Mais une telle transparence est difficile ou impossible dans les systèmes d’apprentissage automatique tels que ChatGPT. Personne ne sait vraiment comment ni pourquoi ces IA produisent leurs résultats, et les résultats peuvent changer d’un moment à l’autre de manière inexplicable. Lorsque je demande à ChatGPT des concepts d’emoji, je n’ai aucune idée de sa théorie des emoji – quels modèles ou modèles il interprète comme importants ou pertinents. Je peux sonder ChatGPT pour expliquer son travail, mais le résultat n’est jamais explicatif. Il s’agit plutôt d’un texte plus généré : « Pour générer les idées d’emojis, j’ai utilisé ma connaissance des concepts et des thèmes communs qui sont souvent représentés dans les emojis. comme ma compréhension des émotions, des activités et des intérêts humains.

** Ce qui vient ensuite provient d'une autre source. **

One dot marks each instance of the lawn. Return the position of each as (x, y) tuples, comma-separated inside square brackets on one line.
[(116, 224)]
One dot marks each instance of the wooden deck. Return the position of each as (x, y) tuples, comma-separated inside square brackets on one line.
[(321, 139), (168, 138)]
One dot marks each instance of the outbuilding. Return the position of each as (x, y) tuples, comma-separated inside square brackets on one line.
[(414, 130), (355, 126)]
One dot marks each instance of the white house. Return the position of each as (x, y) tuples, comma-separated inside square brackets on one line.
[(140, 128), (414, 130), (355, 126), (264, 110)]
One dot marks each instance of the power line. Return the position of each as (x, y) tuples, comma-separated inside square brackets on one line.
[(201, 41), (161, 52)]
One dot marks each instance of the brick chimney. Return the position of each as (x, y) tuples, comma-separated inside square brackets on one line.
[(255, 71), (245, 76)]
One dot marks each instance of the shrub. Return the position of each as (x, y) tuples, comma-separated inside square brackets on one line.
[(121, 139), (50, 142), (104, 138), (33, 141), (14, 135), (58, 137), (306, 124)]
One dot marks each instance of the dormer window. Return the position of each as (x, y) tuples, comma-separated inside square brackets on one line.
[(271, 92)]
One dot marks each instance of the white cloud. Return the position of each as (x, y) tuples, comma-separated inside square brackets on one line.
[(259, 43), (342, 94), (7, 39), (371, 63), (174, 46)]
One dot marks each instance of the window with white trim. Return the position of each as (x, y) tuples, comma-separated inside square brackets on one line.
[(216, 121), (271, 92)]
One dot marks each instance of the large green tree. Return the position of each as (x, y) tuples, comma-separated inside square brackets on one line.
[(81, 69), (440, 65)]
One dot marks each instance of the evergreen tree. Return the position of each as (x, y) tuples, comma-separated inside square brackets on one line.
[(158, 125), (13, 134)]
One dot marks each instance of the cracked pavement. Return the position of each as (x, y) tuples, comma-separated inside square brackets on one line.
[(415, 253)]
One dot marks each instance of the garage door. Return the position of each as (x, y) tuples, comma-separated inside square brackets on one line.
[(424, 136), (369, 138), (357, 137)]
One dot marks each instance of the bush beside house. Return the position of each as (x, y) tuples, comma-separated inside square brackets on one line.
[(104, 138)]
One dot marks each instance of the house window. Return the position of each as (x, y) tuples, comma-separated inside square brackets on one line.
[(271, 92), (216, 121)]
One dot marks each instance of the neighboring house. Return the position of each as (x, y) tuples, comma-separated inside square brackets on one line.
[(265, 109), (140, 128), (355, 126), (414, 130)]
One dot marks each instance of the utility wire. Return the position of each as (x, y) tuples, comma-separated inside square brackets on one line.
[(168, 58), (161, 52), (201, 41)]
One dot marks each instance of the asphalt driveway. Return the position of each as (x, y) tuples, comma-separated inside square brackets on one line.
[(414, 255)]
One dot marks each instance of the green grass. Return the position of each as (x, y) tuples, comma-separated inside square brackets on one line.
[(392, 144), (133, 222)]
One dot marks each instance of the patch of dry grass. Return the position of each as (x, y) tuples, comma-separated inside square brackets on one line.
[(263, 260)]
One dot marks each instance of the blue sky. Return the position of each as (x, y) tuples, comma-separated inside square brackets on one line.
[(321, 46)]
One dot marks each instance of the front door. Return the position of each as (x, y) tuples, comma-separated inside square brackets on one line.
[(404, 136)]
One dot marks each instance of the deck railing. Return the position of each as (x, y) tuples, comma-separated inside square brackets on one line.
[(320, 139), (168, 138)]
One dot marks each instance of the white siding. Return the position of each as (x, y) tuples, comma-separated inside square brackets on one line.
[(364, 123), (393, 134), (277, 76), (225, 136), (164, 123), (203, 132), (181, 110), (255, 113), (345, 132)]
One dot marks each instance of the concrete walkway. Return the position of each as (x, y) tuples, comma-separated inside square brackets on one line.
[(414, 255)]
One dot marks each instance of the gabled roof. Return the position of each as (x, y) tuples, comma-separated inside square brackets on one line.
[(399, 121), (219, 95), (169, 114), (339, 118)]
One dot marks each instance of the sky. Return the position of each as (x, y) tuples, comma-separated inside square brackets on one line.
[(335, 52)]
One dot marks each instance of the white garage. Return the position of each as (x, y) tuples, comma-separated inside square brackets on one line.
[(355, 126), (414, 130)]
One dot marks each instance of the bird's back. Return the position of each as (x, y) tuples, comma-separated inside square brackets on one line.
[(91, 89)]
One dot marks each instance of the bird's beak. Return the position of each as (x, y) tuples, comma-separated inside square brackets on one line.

Peut-être qu’à mesure que les collaborations créatives avec les générateurs de logiciels se généraliseront, les générateurs de tout seront refondus en middleware utilisés par des logiciels sur mesure avec des objectifs plus spécifiques. Le travail de Compton est charmant mais n’aspire pas vraiment à l’utilité, et il y a certainement beaucoup d’opportunités pour l’IA générative d’aider les gens à faire des choses utiles, voire belles. Même ainsi, réaliser cet avenir impliquera beaucoup plus de travail que de simplement discuter avec un programme informatique qui semble, à première vue, savoir quelque chose sur tout. Une fois que ce premier rougissement s’estompe, il devient clair que ChatGPT ne sait pas vraiment rien– au lieu de cela, il produit des compositions qui simulent la connaissance grâce à une structure persuasive. Et au fur et à mesure que la nouveauté de cette surprise s’estompe, il devient clair que ChatGPT est moins une machine magique qui exauce les souhaits qu’un partenaire d’entraînement interprétatif, un outil qui est plus intéressant quand il est mauvais plutôt que bon dans son travail.

Personne ne veut vraiment d’un outil qui puisse faire quoi que ce soit, car un tel besoin est une illusion théorique, un fantasme capitaliste, ou les deux. L’espoir ou la crainte que ChatGPT ou Midjourney ou tout autre outil d’IA puisse mettre fin à l’expertise, à l’artisanat et au travail trahit une vérité évidente : ces nouveaux gadgets impliquent de tout nouveaux régimes d’expertise, d’artisanat et de travail. Nous avons joué avec des démos technologiques, pas avec des produits finis. Finalement, les matières premières de ces outils d’IA seront utilisées dans des choses pour lesquelles les gens paieront, hélas, de l’argent. Certains de ces nouveaux travaux seront stupides et insultants, car les organisations exigent une génération de valeur autour des systèmes d’IA dans lesquels elles ont investi (Microsoft envisagerait d’ajouter ChatGPT à Office). D’autres pourraient s’avérer gratifiants et même révélateurs, s’ils peuvent convaincre les créateurs et le public que le logiciel fait quelque chose de spécifique et parle avec intention, en leur offrant l’opportunité d’entrer en dialogue avec lui.

Pour l’instant, ce dialogue est plus simulé que réel. Oui, bien sûr, vous pouvez « discuter » avec ChatGPT, et vous pouvez itérer sur des images avec Midjourney. Mais un sentiment de vide se dégage de bon nombre de ces rencontres, car le logiciel passe par les mouvements. Il semble écouter et répondre, mais il ne fait que transformer les entrées en sorties. La créativité de l’IA devra abandonner le rêve stupide et hubristique de l’intelligence artificielle générale au profit de spécificités concrètes. Une machine infiniment intelligente qui peut faire n’importe quoi est inutile.